Monday, April 13, 2015

Neural Connections in Fibromyalgia and Chronic Pain



If you think about how our minds work it is simply amazing. All of the neural connections that make up our brains are of such a number that it is practically unfathomable. Trillions of connections! Every single day we create many more connections by learning new things and carrying out new tasks. Of course, as we create more connections we also tend to loose some that our brains deem unimportant. Generally, this is how our brains "forget things". Those childhood memories that we do not think about for years at a time are typically first to go. When you do not recall a particular memory or thought for quite some time, the neural connections begin to fade, and over time the connection is lost all together.

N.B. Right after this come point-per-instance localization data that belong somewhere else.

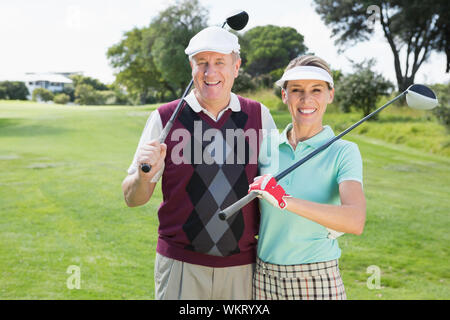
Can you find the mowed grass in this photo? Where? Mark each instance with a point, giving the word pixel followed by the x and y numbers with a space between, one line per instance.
pixel 61 204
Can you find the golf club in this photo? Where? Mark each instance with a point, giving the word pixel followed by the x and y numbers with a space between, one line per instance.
pixel 417 97
pixel 237 22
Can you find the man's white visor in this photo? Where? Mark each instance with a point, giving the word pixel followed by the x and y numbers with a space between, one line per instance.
pixel 305 73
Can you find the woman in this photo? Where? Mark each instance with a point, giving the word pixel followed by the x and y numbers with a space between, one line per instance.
pixel 297 250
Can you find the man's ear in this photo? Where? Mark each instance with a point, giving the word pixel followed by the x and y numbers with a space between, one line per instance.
pixel 237 66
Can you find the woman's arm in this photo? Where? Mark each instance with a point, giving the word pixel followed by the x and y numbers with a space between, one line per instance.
pixel 349 217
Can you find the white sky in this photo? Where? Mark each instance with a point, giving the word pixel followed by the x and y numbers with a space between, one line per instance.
pixel 74 35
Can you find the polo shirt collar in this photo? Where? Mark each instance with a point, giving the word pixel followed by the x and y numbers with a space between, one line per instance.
pixel 192 101
pixel 316 141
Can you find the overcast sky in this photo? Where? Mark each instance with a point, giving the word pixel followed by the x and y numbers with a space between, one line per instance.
pixel 74 35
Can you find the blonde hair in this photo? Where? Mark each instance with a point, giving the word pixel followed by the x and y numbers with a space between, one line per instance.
pixel 308 60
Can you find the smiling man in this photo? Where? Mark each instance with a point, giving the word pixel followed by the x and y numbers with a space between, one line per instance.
pixel 198 255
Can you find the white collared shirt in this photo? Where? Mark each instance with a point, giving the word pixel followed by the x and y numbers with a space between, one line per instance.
pixel 154 127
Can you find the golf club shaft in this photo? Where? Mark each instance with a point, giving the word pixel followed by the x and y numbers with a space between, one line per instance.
pixel 162 137
pixel 235 207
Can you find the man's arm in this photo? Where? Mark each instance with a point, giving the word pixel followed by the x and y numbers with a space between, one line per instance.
pixel 138 187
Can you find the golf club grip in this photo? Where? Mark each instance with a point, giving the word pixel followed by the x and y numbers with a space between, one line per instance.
pixel 162 137
pixel 235 207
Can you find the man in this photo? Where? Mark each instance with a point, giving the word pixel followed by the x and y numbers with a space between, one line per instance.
pixel 206 163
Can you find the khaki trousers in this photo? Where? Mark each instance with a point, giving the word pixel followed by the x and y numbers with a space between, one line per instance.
pixel 177 280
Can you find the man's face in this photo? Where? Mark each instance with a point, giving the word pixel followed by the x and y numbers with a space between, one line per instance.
pixel 214 75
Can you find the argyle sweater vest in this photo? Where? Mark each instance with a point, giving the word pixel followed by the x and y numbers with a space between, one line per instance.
pixel 209 166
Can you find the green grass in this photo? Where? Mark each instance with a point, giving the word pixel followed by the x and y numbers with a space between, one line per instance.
pixel 61 204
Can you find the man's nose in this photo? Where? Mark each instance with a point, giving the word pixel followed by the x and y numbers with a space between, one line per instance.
pixel 210 70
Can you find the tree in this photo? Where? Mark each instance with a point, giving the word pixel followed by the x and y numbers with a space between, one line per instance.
pixel 152 58
pixel 42 94
pixel 266 48
pixel 61 98
pixel 442 111
pixel 136 70
pixel 13 90
pixel 174 27
pixel 361 89
pixel 94 83
pixel 417 26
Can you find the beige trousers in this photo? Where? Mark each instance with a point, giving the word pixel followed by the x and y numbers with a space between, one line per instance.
pixel 177 280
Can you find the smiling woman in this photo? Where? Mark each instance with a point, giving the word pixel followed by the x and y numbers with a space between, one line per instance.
pixel 323 199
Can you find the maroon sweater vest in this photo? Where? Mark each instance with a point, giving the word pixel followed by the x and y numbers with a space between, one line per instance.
pixel 209 165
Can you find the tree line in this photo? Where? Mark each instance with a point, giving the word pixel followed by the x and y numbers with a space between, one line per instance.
pixel 150 64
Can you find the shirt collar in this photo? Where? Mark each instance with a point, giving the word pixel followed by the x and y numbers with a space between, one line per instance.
pixel 315 141
pixel 192 101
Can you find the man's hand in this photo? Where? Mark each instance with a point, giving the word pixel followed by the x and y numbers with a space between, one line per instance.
pixel 270 190
pixel 152 153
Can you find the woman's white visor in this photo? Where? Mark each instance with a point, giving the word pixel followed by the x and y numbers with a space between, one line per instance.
pixel 305 73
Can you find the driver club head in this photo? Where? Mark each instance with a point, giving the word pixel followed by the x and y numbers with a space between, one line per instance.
pixel 238 20
pixel 421 97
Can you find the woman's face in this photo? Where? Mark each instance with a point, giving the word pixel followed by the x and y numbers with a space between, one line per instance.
pixel 307 101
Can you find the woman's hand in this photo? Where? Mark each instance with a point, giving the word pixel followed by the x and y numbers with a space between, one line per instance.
pixel 268 188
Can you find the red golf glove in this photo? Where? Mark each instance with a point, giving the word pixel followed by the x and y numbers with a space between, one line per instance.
pixel 270 190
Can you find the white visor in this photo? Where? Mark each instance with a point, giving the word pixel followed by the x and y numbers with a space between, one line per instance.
pixel 305 73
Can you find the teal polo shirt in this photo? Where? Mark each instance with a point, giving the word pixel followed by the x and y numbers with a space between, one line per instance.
pixel 284 237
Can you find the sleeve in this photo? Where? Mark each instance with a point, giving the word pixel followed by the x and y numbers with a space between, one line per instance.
pixel 152 130
pixel 350 164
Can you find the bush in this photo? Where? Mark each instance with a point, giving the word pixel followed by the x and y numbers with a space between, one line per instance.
pixel 61 98
pixel 41 94
pixel 361 89
pixel 243 82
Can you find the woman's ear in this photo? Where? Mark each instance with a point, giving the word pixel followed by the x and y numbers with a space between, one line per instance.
pixel 236 68
pixel 284 96
pixel 331 98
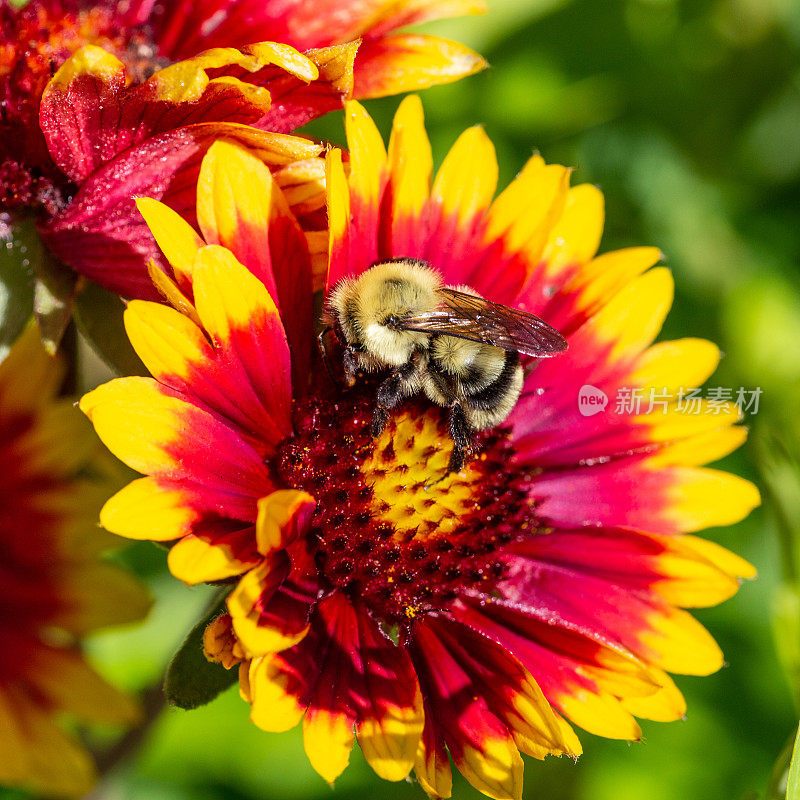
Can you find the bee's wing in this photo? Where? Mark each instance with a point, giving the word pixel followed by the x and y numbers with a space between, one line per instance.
pixel 469 317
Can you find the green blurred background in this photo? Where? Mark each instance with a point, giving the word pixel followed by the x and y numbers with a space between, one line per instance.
pixel 687 115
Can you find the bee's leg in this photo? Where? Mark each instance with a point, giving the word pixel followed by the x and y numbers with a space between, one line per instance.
pixel 529 368
pixel 461 433
pixel 391 393
pixel 323 351
pixel 350 363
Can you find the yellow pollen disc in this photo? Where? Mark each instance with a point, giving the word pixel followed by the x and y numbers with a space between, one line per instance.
pixel 407 472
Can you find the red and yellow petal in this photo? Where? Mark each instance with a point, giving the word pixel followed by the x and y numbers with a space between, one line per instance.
pixel 283 516
pixel 267 616
pixel 407 62
pixel 145 426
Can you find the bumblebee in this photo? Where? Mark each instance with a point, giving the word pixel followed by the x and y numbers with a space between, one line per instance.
pixel 460 350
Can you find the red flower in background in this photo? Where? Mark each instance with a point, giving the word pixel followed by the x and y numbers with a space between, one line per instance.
pixel 94 111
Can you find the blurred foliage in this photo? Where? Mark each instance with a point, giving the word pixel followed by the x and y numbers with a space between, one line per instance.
pixel 687 115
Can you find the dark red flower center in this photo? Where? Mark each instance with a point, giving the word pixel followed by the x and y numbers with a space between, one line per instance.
pixel 391 526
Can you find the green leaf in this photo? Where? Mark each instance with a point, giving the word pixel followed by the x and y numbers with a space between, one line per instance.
pixel 54 292
pixel 19 249
pixel 793 782
pixel 784 781
pixel 191 680
pixel 98 314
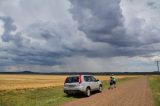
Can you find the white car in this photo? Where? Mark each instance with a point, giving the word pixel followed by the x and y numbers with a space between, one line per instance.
pixel 82 83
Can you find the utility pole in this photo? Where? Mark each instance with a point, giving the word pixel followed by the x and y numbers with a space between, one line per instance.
pixel 158 65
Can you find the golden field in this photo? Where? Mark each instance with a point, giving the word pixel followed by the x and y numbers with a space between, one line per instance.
pixel 9 82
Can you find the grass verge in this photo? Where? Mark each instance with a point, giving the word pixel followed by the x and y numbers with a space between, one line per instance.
pixel 154 82
pixel 51 96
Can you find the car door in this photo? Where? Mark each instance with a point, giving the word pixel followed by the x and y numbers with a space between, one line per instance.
pixel 94 83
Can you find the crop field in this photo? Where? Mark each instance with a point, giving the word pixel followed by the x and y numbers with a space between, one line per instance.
pixel 10 82
pixel 47 89
pixel 155 87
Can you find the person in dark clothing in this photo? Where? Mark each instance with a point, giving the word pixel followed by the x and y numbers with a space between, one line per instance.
pixel 111 82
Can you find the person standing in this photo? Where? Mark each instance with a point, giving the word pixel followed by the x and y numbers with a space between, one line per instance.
pixel 114 80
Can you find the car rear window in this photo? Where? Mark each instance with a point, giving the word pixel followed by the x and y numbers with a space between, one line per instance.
pixel 72 79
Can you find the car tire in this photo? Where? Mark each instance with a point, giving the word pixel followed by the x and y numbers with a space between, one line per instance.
pixel 88 92
pixel 100 88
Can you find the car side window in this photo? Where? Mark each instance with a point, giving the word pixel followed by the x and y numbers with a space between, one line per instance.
pixel 88 78
pixel 93 79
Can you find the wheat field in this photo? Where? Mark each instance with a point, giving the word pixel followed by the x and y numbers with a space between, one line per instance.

If something were to remind us of a certain event of our childhood, the recall of that memory would strengthen that neural connection making that memory stay put for a longer time. If it were then not recalled for several more months or years it would begin to fade again.

This system allows our brains to sort the needed information from the unimportant. If something is of particular interest to a person, and they think about it more often, then those connections strengthen more so than others making it more memorable to you. If you think about work often, like making an employee schedule or placing a business order, then the connections that allow your brain to perform those functions will be stronger, therefore of more use to you. This is why practice really does make perfect. When you practice something, anything, the connections which are of use in that action are strengthened over and over again. Eventually that task becomes "second nature" to you because that connection is super strong. Interestingly enough, this is why the people who learn the fastest are not the people who stop and plan out how to complete a task, but are the ones who do not plan but just jump in and do it. They don't stop to think about it, they just hop in and do it.

The best why to learn, by not planning; just doing, is lucky for us considering we cannot really plan ahead for anything. We are "fly by the seat of your pants" kind of people. Hell, we do not know how we are going to be feeling hour-to-hour, or even minute-to-minute, so how can we plan anyways? Even when we do plan things out we tend to advert our plans based on how we are feeling. We can make plans, but who knows if we can actually carry them out or not until the time to do it gets here. It makes it hard, but it also makes us "doers" rather than "stop and think about it-ers". It is good to know that this makes us learn faster and more efficiently. Hey ya'll, we do have something going for us!

The way neural connections "remember" and "forget" things is rather fascinating. For people with chronic pain, this system of memory recalling and fading is of particular interest even beside the fact that it most likely makes us faster learners. Because our bodies feel pain on a nearly constant basis, the neural connections associated with feeling pain are almost always being strengthened. This is the downside folks. Our brains are constantly "remembering" that we are in a substantial amount of pain. Those connections are like the HULK (think bulging biceps) because they are unable to forget they are sensing pain. They are constantly being activated, pulsing with recurrent electrical stimulation they cannot seem to calm down. So, even when our bodies are not sending pain messages, the connections in our brains are so strengthened that they continually think that we are feeling pain when we shouldn't be. They have gone haywire.

So, are we in pain because our neural connections have gone haywire, or has the pain made them go haywire? So far, scientists do not have the answer to this conundrum. My own opinion is that the pain was what caused the connections to go haywire. Something started the pain long before the neural connections had a chance to go bonkers. Personally, I think they are looking in the wrong place for the cause of the disease, but any kind of research on chronic pain/Fibromyalgia is good!

What do you think of this chicken-or-the-egg scenario? Did the pain cause the problem in the first place or did the problem begin with the neural connections within the brain? Are your pain connections like the Hulk? I know mine are!